A Federal Court judge has found Peninsula Health breached the Fair Work Act in underpaying its junior doctors between 2015 and 2021. 

The lead applicant in the class action, Dr Gaby Bolton, will be paid $8,345 for overtime worked in 2019 and 2020 at Frankston Hospital when she was a trainee doctor.

The remaining junior doctors are yet to have their individual claims, ranging between $5,000 and $50,000, assessed.

Dr Bolton, now an aesthetic registrar at a different hospital, started her career at Frankston Hospital in Melbourne’s south-east and said she agreed to put her name to the lawsuit because junior doctors needed to be recognised for their work. 

“This was never about the money,”  the 29-year-old told the ABC.

“No one will get any kind of life-changing amount of money out of this.”

Dr Bolton said fair pay and adequate staffing would make patients and junior doctors safer. 

“The general public would be quite horrified to know the little amount of sleep that a lot of the junior doctors are running on,” she said. 

Before she went into medicine, Dr Bolton knew overtime was part of being a doctor, and like many trainees initially did not want to make a fuss by complaining.

“Us junior doctors just put our head down and do the work because at the end of the day we do it for our patients,” she said. 

She was approached by lawyers for Australian Salaried Medical Officers’ Federation to put her name to the class action and agreed.

Court case centred on how overtime was authorised

The central issue in Gaby Bolton’s case, launched in 2021 and finalised on Friday against Peninsula Health, was over how she received permission to work overtime.

Peninsula Health argued that for doctors to be paid overtime, they had to be expressly authorised by a superior, whereas Dr Bolton argued overtime was authorised by implication, because of the tasks she was expected to complete before leaving work.

Dr Bolton gave evidence she was expected to start her shift before the rostered time because she was expected to prepare patient lists for a handover meeting, which she could only do by coming in early. She often stayed at work past her finish time until ward rounds or medical records were completed. 

Young woman in black high neck jumper, wears glasses, smiling, long brown hair, sitting on park bench with trees behind her
Dr Gaby Bolton hopes the legal win will lead to hospitals properly valuing junior doctors and to more staff being rostered to do the work required. (ABC News: Lexie Jeuniewic)

She gave evidence that the method of claiming overtime — via phone to her superior — was difficult.

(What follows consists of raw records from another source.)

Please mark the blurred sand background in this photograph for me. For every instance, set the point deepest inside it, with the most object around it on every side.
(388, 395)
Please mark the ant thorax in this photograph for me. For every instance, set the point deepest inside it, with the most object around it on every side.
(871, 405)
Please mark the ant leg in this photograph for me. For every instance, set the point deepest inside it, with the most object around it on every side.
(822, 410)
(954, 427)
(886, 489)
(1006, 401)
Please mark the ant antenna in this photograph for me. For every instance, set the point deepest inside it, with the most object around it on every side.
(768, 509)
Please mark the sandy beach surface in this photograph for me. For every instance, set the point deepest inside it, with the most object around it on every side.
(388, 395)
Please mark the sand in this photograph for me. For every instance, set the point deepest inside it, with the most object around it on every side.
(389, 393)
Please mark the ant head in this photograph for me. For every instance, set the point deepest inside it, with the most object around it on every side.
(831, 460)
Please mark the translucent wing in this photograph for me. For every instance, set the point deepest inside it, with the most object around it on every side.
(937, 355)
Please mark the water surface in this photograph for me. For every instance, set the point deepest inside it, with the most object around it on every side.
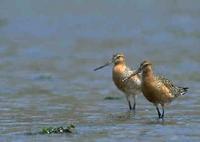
(49, 49)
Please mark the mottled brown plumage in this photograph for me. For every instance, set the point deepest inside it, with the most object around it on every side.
(157, 89)
(121, 71)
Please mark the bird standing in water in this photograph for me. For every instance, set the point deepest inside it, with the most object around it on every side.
(120, 71)
(156, 89)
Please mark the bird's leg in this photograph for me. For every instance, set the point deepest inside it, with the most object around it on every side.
(134, 105)
(159, 114)
(129, 101)
(163, 112)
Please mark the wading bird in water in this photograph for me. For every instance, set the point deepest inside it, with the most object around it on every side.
(120, 71)
(156, 89)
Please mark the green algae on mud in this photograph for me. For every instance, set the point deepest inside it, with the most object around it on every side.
(112, 98)
(57, 130)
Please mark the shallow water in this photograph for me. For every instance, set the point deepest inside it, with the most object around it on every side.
(48, 52)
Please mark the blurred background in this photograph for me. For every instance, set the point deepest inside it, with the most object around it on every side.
(48, 50)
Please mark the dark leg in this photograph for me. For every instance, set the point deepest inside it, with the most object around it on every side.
(159, 114)
(163, 112)
(129, 103)
(134, 105)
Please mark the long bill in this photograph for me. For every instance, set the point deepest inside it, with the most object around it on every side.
(133, 74)
(106, 64)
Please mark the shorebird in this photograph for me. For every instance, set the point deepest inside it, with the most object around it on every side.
(157, 89)
(120, 71)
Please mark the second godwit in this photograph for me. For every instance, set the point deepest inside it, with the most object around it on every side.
(157, 89)
(120, 71)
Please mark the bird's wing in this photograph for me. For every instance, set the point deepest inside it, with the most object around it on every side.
(175, 90)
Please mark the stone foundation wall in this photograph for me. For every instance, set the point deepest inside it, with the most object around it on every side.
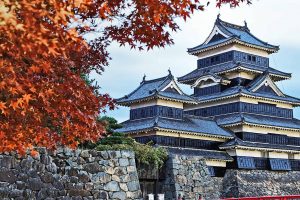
(188, 176)
(65, 174)
(246, 183)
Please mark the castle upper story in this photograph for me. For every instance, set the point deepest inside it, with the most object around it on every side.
(237, 116)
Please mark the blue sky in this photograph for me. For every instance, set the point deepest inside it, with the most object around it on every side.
(274, 21)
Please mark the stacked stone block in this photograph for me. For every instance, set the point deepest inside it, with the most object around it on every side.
(66, 174)
(255, 183)
(189, 177)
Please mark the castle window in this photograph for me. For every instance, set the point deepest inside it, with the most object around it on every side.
(249, 58)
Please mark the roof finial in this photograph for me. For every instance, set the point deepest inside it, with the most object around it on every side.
(144, 79)
(245, 24)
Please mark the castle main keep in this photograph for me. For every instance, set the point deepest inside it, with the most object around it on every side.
(236, 119)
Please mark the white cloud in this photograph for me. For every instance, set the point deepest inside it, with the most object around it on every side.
(273, 21)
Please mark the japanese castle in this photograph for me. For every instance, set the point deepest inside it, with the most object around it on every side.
(237, 118)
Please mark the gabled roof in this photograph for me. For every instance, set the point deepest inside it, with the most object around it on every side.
(219, 69)
(225, 33)
(163, 88)
(238, 143)
(258, 120)
(189, 124)
(262, 81)
(241, 91)
(211, 76)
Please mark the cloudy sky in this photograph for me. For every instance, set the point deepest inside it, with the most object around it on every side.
(274, 21)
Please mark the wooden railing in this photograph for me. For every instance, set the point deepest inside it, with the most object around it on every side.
(290, 197)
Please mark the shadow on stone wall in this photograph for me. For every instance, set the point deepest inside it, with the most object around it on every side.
(188, 176)
(66, 174)
(255, 183)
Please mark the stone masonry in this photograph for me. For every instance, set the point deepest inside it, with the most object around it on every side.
(188, 176)
(66, 174)
(251, 183)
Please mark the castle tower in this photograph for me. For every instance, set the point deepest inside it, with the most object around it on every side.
(157, 115)
(234, 85)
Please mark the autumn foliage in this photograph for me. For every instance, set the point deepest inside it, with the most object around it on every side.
(46, 47)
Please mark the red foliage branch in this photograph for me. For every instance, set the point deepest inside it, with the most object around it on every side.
(44, 51)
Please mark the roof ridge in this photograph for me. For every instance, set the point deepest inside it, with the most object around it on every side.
(224, 23)
(154, 80)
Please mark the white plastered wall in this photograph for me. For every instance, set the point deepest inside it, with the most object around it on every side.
(215, 163)
(231, 47)
(160, 102)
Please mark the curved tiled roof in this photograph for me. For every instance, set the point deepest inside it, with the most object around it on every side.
(244, 91)
(189, 124)
(153, 89)
(234, 34)
(230, 66)
(259, 120)
(238, 142)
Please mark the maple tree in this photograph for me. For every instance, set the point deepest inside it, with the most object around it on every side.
(45, 50)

“You would be questioned as to why you needed the overtime, why these tasks were necessary, why couldn’t they be handed over, why couldn’t they be done in your rostered hours, and why couldn’t you just wait to do it the next day,” Dr Bolton told the court.

Such a phone call “may have made her look like a lazy and inefficient doctor”, court documents showed.

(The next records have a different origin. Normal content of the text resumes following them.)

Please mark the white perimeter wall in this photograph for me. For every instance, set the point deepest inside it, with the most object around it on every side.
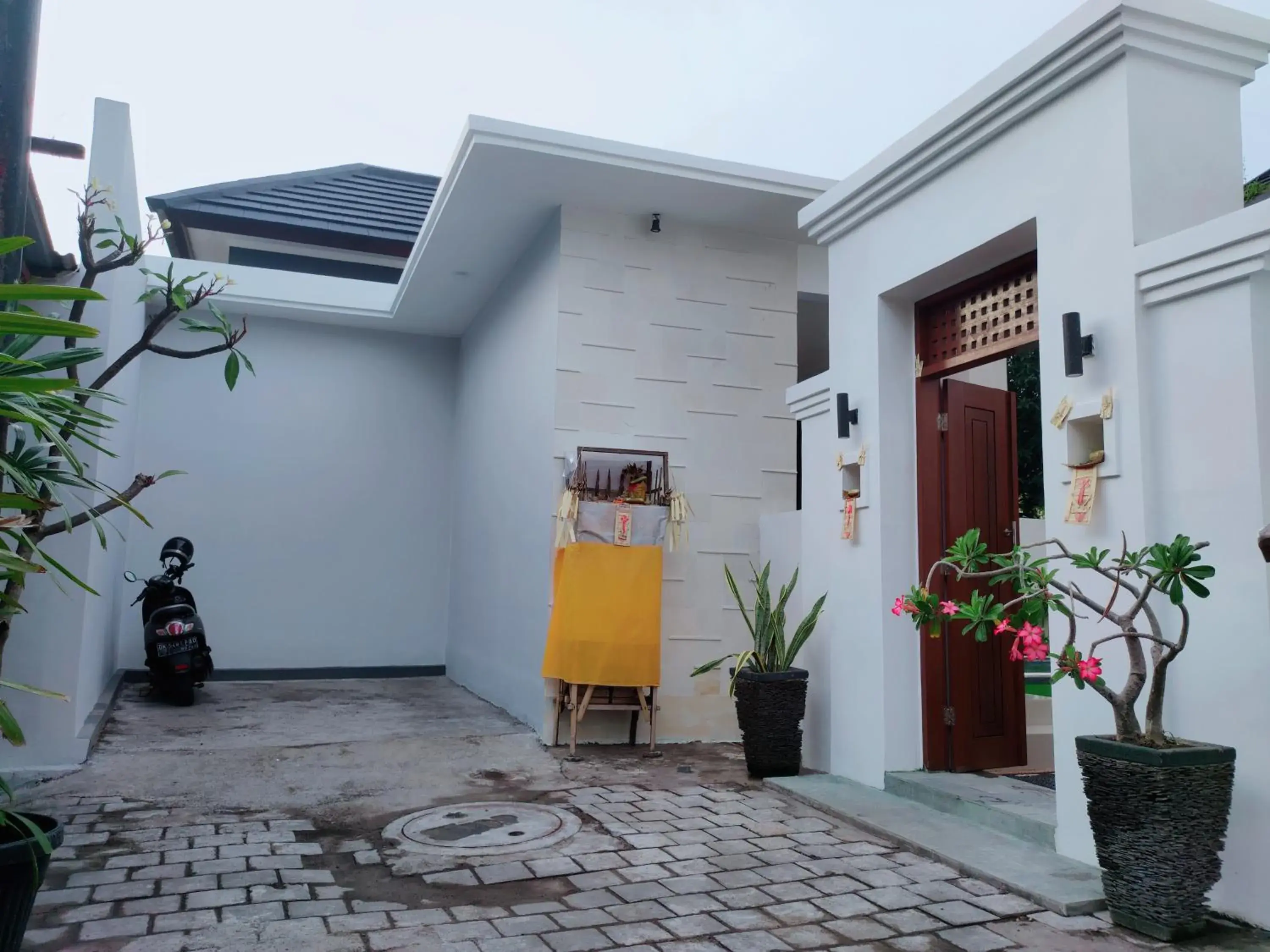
(318, 497)
(1211, 440)
(685, 342)
(505, 487)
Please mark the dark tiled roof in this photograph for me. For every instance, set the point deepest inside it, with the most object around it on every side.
(41, 259)
(357, 207)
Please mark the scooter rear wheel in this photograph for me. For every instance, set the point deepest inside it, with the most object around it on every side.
(183, 691)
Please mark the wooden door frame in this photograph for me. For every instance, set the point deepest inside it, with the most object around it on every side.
(931, 522)
(931, 501)
(936, 738)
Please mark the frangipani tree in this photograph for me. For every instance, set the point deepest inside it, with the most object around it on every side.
(47, 415)
(1028, 587)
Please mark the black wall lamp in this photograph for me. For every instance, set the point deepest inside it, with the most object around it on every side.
(846, 417)
(1076, 348)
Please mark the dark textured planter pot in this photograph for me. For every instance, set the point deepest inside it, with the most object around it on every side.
(1159, 819)
(770, 710)
(22, 870)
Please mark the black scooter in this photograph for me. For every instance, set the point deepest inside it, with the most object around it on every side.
(177, 652)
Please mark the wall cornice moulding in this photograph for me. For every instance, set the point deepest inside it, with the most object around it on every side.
(1194, 32)
(1218, 252)
(809, 398)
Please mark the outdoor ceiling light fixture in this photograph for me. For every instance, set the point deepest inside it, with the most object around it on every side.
(846, 417)
(1076, 348)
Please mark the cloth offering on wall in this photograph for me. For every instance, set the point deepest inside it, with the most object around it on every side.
(597, 521)
(606, 615)
(1080, 495)
(849, 516)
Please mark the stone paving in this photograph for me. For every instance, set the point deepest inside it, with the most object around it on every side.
(691, 870)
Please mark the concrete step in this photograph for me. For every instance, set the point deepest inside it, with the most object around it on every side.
(1022, 810)
(1062, 885)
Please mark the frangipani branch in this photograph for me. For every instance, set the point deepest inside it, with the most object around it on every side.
(1169, 570)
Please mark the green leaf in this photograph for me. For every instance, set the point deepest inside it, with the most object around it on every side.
(35, 385)
(16, 563)
(30, 690)
(68, 573)
(14, 244)
(9, 728)
(54, 361)
(47, 292)
(741, 602)
(1195, 587)
(16, 323)
(16, 501)
(710, 666)
(804, 631)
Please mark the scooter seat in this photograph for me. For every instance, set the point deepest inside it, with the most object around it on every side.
(168, 614)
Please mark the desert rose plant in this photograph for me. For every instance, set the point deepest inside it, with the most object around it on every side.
(1028, 587)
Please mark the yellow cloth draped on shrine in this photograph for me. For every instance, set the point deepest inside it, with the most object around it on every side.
(606, 620)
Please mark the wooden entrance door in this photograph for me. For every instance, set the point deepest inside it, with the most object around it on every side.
(973, 693)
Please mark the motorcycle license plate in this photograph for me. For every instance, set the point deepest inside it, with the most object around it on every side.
(177, 647)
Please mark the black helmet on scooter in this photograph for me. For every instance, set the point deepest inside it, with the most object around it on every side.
(178, 548)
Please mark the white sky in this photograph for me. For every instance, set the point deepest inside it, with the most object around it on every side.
(230, 89)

Dr Bolton’s landmark win to impact thousands of other young doctors

Class action lawyers say the ruling in Dr Bolton’s favour paves the way for other class actions in progress against other Victorian health services, likely to result in 25,000 junior doctors receiving $10,000 each.

Lawyer Hayden Stephens said there had been a long-running campaign to stop excessive, dangerous overtime. 

He praised Dr Bolton for standing up to her former employer. 

“She’s shown great courage in taking on Peninsula Health,” Mr Stephens said.

Gordon Legal partner Andrew Grech, who is also acting the class action, said Justice Mordecai Bromberg’s decision would “likely govern the rights and entitlements of thousands of junior doctors”.

He called on the Victorian government to intervene.

“You can’t trust the CEOs of the health services to honour the spirit of the wage theft legislation,” Mr Grech said.

“It’s time to stop stealing the wages of junior doctors and start treating them with the respect they deserve.” 

A state government spokesperson said the government takes its health workforce seriously and “wage theft is not tolerated in Victoria”. 

Other health services subject to class actions over unpaid overtime to junior doctors are Monash Health, Latrobe Regional Hospital and Bairnsdale Regional, Western Health, Eastern Health and the Royal Womens’, Alfred Health and St Vincent’s Hospital, Northern Health, Bendigo Health and Melbourne Health and Northeast Health Wangaratta.